Dziennikarz „Wprost” dostarczył sprzęt do podsłuchiwania? „Niedorzeczny zarzut”
Łukasz N., menedżer restauracji Sowa i Przyjaciele, podczas przesłuchania w związku z tzw. aferą taśmową, zeznał, że to współpracujący z tygodnikiem „Wprost” dziennikarz Piotr Nisztor dostarczył mu sprzęt podsłuchowy - wynika z nieoficjalnych informacji „Rzeczpospolitej”. Nisztor zdecydowanie temu zaprzecza.

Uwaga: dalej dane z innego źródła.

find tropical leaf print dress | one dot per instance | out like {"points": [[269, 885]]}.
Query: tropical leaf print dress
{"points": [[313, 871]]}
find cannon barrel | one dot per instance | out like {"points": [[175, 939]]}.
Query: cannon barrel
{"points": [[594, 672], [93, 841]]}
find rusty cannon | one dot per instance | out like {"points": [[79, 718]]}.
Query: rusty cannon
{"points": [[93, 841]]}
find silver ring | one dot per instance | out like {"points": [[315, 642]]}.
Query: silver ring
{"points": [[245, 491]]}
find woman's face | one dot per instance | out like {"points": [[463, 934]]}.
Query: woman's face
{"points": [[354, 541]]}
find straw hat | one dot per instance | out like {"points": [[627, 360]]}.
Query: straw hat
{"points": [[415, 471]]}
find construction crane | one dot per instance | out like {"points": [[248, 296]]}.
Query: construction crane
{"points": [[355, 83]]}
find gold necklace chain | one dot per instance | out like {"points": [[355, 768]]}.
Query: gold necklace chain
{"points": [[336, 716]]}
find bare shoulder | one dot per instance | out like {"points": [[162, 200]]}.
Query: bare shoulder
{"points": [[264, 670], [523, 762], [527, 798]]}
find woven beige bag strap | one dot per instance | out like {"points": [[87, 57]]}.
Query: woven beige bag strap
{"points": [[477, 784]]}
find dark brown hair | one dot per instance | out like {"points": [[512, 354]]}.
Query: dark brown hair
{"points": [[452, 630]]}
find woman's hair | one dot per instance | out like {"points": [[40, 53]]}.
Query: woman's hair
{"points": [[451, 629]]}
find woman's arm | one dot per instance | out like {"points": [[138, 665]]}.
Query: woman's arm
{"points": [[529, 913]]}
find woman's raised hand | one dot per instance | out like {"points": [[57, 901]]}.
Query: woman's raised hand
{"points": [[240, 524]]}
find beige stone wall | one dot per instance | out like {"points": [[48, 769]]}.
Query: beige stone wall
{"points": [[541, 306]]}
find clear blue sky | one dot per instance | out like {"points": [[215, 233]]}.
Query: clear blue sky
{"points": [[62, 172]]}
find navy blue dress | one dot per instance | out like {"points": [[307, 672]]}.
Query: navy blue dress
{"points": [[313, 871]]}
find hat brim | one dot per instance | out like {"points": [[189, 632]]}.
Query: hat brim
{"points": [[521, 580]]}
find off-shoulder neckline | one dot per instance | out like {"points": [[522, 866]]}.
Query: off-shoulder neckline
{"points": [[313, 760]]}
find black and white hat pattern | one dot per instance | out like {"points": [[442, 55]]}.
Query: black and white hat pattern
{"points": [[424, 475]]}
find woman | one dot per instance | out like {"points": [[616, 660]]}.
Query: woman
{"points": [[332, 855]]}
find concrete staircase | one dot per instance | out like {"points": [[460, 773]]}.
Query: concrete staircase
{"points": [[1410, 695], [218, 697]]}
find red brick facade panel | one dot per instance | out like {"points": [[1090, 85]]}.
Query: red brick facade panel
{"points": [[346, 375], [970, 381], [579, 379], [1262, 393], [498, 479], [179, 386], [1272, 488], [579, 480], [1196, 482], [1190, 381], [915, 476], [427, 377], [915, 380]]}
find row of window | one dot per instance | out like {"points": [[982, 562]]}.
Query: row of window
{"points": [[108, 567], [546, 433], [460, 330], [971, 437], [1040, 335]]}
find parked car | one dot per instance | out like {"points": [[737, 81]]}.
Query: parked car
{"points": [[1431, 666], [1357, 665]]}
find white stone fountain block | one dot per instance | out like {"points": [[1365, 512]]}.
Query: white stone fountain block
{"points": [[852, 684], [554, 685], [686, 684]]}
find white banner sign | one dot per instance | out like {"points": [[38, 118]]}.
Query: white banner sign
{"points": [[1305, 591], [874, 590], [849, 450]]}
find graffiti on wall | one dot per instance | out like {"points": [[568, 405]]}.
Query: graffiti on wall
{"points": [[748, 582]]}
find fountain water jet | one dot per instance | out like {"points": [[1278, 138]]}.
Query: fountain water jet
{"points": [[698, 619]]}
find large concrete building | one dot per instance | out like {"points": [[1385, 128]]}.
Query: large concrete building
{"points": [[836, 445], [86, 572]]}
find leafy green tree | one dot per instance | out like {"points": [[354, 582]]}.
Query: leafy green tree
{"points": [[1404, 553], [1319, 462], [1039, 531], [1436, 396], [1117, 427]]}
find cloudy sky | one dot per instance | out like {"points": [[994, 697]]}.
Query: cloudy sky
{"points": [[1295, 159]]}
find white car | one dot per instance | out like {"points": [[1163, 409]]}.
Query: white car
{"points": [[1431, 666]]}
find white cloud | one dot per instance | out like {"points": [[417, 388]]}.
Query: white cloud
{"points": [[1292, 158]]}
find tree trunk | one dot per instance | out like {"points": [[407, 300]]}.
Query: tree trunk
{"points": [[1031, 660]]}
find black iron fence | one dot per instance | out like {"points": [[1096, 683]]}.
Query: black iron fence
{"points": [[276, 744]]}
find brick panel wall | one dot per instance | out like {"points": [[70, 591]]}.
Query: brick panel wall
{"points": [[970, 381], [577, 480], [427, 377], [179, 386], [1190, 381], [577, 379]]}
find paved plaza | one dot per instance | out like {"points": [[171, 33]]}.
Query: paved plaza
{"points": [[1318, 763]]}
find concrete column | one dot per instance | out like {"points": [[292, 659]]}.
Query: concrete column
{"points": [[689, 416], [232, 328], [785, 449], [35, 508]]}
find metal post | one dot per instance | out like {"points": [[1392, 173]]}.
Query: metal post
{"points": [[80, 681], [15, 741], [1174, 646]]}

Łukasz N. został aresztowany w środę jako pierwsza osoba w śledztwie dotyczącym nielegalnie podsłuchanych rozmów polityków w warszawskiej restauracji Sowa i Przyjaciele, które opublikował „Wprost”. Według nieoficjalnych informacji „Rzeczpospolitej” N. miał zeznać, że sprzęt do nagrywania rozmów przekazał mu Piotr Nisztor, współpracujący z „Wprost” dziennikarz śledczy, który dostarczył tygodnikowi te nagrania, po tym jak z ich publikacji zrezygnował „Puls Biznesu”.
>>> Prokuratura: działania wobec „Wprost” zgodne z prawem, także użycie siły
Prokuratura nie potwierdza tej informacji, podając jedynie, że N. usłyszał dwa zarzuty z art. 267 Kodeksu karnego dotyczące nagrywania i ujawniania nagrań. Śledczy nie potwierdzają natomiast, czy przyznał się do tego i co konkretnie zeznał.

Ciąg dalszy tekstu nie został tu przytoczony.